Participants: Colin Pelletier, Felix Würgler
Depuis nos crêtes du Jura, le groupe Eiger, Mönch et Jungfrau capte notre regard et nous fascine, qu'on soit alpiniste ou non. De ce trio, il me manquait encore l'Eiger. Sa traversée par l'arête du Mittellegi me tentait depuis longtemps, donc un but idéal pour clore en apothéose la saison de haute montagne . Nous voilà donc avec Colin dans le train pour le Jungfraujoch. Colin, jeune grimpeur talentueux qui a encore toute une vie prometteuse d'alpiniste devant lui, avec un vieux briscard qui pourrait être son grand-père mais qui a conservé sa faim de la montagne.

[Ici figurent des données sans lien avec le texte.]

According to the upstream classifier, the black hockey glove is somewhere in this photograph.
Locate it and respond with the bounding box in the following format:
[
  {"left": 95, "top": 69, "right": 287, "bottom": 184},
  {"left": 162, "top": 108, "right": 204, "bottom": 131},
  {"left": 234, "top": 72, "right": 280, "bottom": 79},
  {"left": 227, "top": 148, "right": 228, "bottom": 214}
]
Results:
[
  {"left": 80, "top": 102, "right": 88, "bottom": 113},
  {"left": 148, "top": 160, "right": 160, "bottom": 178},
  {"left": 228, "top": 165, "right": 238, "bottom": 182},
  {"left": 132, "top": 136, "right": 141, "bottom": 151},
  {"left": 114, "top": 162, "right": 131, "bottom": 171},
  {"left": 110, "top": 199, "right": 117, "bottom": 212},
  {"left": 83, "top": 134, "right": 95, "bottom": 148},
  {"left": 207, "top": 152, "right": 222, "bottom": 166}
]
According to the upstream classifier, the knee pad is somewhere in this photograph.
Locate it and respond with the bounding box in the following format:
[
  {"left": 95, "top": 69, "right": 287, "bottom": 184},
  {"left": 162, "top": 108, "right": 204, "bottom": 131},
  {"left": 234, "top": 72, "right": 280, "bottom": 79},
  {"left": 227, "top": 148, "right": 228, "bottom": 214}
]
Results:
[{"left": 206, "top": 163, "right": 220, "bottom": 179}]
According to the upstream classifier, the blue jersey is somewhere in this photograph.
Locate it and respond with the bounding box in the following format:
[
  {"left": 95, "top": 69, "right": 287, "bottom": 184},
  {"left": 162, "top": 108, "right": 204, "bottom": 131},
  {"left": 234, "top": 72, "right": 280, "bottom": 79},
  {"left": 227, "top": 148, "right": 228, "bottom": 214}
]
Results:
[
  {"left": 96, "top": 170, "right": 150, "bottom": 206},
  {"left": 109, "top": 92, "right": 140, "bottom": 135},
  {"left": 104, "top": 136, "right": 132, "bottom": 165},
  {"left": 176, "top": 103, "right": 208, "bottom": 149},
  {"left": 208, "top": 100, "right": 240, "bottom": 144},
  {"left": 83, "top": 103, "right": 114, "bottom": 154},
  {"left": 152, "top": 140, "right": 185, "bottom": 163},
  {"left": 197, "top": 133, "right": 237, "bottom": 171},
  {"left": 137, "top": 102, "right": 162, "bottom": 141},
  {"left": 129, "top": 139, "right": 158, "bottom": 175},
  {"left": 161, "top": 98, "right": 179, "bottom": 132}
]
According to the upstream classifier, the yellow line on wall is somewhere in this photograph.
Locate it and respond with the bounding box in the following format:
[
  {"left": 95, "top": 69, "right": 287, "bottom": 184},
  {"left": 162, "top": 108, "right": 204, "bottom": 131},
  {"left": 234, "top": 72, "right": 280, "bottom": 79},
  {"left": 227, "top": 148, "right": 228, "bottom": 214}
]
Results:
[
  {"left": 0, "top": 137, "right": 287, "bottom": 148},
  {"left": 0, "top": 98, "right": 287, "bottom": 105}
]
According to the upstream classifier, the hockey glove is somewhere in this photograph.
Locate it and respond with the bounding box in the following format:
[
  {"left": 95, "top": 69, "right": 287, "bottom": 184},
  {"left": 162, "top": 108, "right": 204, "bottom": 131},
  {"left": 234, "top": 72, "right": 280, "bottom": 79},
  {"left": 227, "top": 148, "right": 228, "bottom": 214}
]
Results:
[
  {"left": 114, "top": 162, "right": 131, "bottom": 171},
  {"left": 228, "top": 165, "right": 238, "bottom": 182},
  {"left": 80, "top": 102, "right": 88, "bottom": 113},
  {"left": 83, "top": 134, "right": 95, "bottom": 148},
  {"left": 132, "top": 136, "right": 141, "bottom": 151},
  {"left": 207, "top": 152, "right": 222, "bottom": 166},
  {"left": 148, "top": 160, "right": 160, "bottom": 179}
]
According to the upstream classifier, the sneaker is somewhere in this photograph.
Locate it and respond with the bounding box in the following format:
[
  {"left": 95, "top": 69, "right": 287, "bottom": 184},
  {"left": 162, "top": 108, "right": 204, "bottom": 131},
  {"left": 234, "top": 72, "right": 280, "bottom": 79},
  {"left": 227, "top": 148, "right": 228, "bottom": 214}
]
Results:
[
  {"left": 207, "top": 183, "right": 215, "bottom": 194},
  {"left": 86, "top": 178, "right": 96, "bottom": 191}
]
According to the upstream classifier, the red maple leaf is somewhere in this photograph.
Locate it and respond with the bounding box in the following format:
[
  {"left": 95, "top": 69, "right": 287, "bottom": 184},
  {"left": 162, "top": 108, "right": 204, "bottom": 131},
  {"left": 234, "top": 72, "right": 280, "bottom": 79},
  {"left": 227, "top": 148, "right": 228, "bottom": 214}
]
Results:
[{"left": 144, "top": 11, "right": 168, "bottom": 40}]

A la station Eismeer (mer de glace), nous quittons le monde feutré du train avec ses touristes en majorité asiatiques, pour descendre par une galerie sur le glacier étincelant et sauvage; quel contraste!
Loin à l'horizon nous apercevons la cabane Mittellegi, perchée sur l'arête tel un nid d'aigle. Pour y arriver, il faut passer sous des séracs menaçants et escalader un éperon rocheux pour atteindre des vires ascendantes qui mènent à la cabane; c'est tout de suite du sérieux!
A la cabane que nous atteignons rapidement, nous jouissons d'un coucher de soleil de rêve sur une mer de brouillard. Quant à l'itinéraire, tout est clair: il faudra suivre le fil de l'arête effilée qui se dessine à l'horizon jusqu'à l'Eigerjoch Sud; une chevauchée aérienne qui promet.
Nous sommes une bonne vingtaine à la cabane et tous envisagent de faire le même itinéraire, sauf un Espagnol qui veut sauter en base-jump depuis un point propice à proximité du sommet.
La jeune gardienne très accueillante nous communique l'ordre de déjeuner et de départ pour le lendemain. Comme d'habitude, les cordées avec guide ont la priorité et nous sommes donc les derniers à partir le matin. En quittant la cabane dans le noir, nous voyons déjà une guirlande de lampes frontales sur l'arête.
Heureusement que toutes les cordées avancent bien, de sorte que nous ne sommes pas freinés par des bouchons. Les passages sur l'arête sont parfois très exposés et demandent un bon équilibre pour ne basculer ni sur la sombre paroi Nord ni sur la belle paroi Sud qui descend de 700 mètres à pic sur le glacier.
L'ambiance est grandiose et nous progressons toujours ensemble, soit en corde courte, soit en corde tendue, selon le terrain. Malgré la neige tombée trois jours avant, nous n'avons pas besoin de mettre les crampons . Bientôt le Soleil nous chauffe et nous arrivons au sommet, où nous profitons une petite heure de la magnifique vue et ambiance. Nous oublions presque qu'il faudra bien redescendre et que la course est encore longue. Par l'arête sud, truffée de quelques rappels, nous descendons sur l'Eigerjoch Nord, puis nous passons à l'Eigerjoch Sud par une belle mais longue arête mixte que nous escaladons crampons aux pieds. Reste encore la marche un peu monotone sur le glacier pour retourner au Jungfraujoch en contournant le Mönch par le Mönchsjoch.
Dix heures après avoir quitté la cabane isolée et insolite de Mittellegi, nous plongeons de nouveau dans le monde du tourisme de masse vers le Jungfraujoch, où nous, les Yétis exotiques, sommes sollicités par des touristes asiatiques pour un selfie.
Merci Colin d'avoir partagé cette magnifique course avec moi; je me réjouis déjà de la prochaine aventure avec toi!!